Buffon relembra problema com policiais, ídolo camaronês e lema fascista
O site Players Tribune, conhecido por seus relatos em primeira pessoa de grandes personalidades do esporte a respeito de suas vidas e carreiras, divulgou hoje um texto assinado pelo goleiro italiano Gianluigi Buffon, da Juventus. Aos 41 anos, Buffon escreve a sua versão mais jovem, de 17 anos - justamente quando começou sua carreira profissional no Parma.
Com "boas e más notícias" ao jovem Buffon, o goleiro conversa consigo sobre sua alma. E relembra problemas que teve no início da carreira profissional.
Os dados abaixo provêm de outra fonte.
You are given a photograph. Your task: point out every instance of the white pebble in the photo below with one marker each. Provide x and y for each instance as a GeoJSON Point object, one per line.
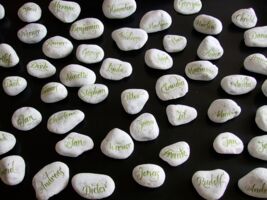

"Vamos começar com as más notícias. Você tem 17 anos. Você está prestes a se tornar um jogador de futebol de verdade, como nos seus sonhos. Você acha que sabe tudo. Mas a verdade, meu amigo, é que você não sabe nada", escreveu.
"Em apenas alguns dias, você terá a chance de começar sua primeira partida da Serie A pelo Parma e não sabe o suficiente para se assustar. Você deveria estar na cama, bebendo leite morno. Mas o que você vai fazer? Você vai à boate com seu bom amigo da categoria de base."
"Você só vai tomar uma cerveja, certo?"
"Mas então você exagera um pouco. Você interpreta o personagem do filme. O homem forte. É assim que você geralmente lida com essa pressão que você nem sabe que sente. Em breve, você estará fora do clube, discutindo com alguns policiais à 1h da manhã."
"Apenas vá para casa. Vá para a cama."
"E por favor, eu te imploro, não mije na roda do carro da polícia. Os policiais não acharão divertido, o clube não achará divertido, e você arriscará tudo o que trabalhou."
Diante o "caos" que trazia dentro de si, Buffon lembrou ainda dos motivos que o levaram a cometer erros na juventude. "Claro, você acha que está mostrando a seus colegas de equipe que é forte e livre, mas, na realidade, essa é uma máscara que você usa."
Depressão
Pouco tempo depois, Buffon disse ter conhecido coisas "intoxicantes" e "muito perigosas": dinheiro, fama e o emprego dos sonhos.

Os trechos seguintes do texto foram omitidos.